Customers came back from their Black
Friday hiatus en mass in the days before and after
Christmas.

The last-minute surge, aided by an extra Saturday
before Christmas, topped off an otherwise disappointing
holiday season for CE dealers that was marked by
steep promotions, flat to lower revenue, and battered
gross margins.

Business was impacted by soft demand for TV,
which was compounded by spot shortages that
spanned all brands, display types and screen sizes,
merchants said. Dealers compensated to some extent
by stepping customers up to larger and better-featured
models, attaching more profitable categories like audio
and home-theater furniture, and offering more non-
CE products.

“We had an uptick in last-minute shoppers in the
store and saw a major surge online,” reported Abt
Electronics president Jon Abt on the eve of Christmas
Eve.
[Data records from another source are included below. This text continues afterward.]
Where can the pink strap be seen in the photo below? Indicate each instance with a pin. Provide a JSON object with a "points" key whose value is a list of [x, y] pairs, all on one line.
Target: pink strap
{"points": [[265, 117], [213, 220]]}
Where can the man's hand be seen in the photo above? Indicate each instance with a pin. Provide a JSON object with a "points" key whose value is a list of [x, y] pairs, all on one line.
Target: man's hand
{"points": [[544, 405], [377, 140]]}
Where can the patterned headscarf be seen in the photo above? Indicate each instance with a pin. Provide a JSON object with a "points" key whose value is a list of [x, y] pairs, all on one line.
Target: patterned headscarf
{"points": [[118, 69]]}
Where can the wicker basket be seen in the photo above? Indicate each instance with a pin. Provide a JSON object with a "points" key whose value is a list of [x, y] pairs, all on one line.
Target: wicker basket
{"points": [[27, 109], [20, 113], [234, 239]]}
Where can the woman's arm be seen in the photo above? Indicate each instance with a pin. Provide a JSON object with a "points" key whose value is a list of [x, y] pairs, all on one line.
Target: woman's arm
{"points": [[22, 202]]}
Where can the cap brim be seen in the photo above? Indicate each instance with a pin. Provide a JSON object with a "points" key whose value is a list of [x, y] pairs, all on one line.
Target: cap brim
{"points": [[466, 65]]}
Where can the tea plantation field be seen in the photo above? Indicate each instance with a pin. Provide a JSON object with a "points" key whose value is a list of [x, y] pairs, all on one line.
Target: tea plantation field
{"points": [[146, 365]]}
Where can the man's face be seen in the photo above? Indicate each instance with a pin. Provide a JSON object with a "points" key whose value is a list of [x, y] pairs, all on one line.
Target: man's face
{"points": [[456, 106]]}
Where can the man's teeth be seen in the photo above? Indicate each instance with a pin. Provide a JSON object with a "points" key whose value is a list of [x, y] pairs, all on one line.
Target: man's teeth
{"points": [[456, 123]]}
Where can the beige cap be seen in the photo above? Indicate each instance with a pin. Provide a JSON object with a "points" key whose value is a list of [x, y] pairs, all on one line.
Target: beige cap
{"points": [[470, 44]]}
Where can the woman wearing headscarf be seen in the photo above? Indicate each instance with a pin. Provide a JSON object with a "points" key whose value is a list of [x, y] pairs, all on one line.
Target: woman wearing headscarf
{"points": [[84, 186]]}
The company’s web sales, which were up about
25 percent for the season, remained strong through
the Christmas cutoff thanks to offers of free shipping
and expedited delivery, he said.

Doug Schatz, CE merchandising VP for the
3,000-dealer Nationwide Marketing Group, said members
similarly saw an “unexpectedly strong charge”
the week before Christmas. “A lot of customers waited
to make sure they’re getting the best deals the marketplace
has to offer, and the members are very, very
pleased.”

Schatz said store visits were also driven by an increase
in the number of web-enabled dealers, many
of whom enjoyed incremental showroom traffic as a
result of their new online presence.

But Bill Trawick, president and executive director of
the NATM Buying Corp., the 11-member buying group
for independent big-box retailers, doubted that the
pre- and post-Christmas surge made up for seasonlong
weakness in TV.

“I would be shocked if the December numbers are
big,” he said late last month. “Everyone waited for
Black Friday, and then the door closed.”

To some extent, NATM dealers made up for soft
TV unit and dollar volume with sales of major appliances,
which they promoted aggressively. “December
was a big appliance month,” Trawick said. “The category’s
not exactly flourishing, but it’s showing positive
comps.”

Dave Workman, executive director and COO of the
Progressive Retailers Organization (PRO Group), said
his buying group’s 16 specialty A/V dealers experienced
similar softness in video. “It would have been
an incredible season except for TV,” he told TWICE,
paraphrasing a member dealer. But the group, which
elected to stay out of the Black Friday fray, enjoyed
solid increases in audio, led by a surge in headphone
sales, and its bricks-and-clicks members benefitted
from the migration to online shopping.

Apple products also performed well for
authorized PRO dealers, Workman said, and
generated “phenomenal traffic” for NATM’s
trio of authorized sellers, Abt, Nebraska Furniture
Mart and P.C. Richard & Son, added
Trawick.

Jon Abt said new non-CE categories like
sunglasses, wristwatches, luggage, fitness
equipment and home comfort helped compensate
for margin declines in TV and video
gaming, while services like free tech support,
and a new test of 24-hour live support,
helped differentiate the company online.

All told, holiday business was up 10 percent
Abt noted, driven in large measure by
headphones (“Amazing,” he said), iPads,
e-readers, ultrabooks and streaming media
devices.

Meanwhile, Nationwide dealers bucked
the TV trend by focusing on feature-rich
models and extra-large screen sizes. “The
55-inch to 80-inch displays were very strong
performers for us,” Schatz observed, while
“smart TV was the big feature winner. Awareness
of its benefits was much higher, and it
really came into its own.”

Nationwide also did well with better
soundbars, sales of which were incremental
to, and more profitable than, its HTiB and
component audio business, and dealers
sold a fair amount of A/V furniture, which
customers needed to accommodate the
larger screen sizes.

Schatz added that the strong Christmas finish
and demand for larger, more feature-laden
TVs bodes well for Super Bowl, which is the
“sweet spot for our value-added dealers.”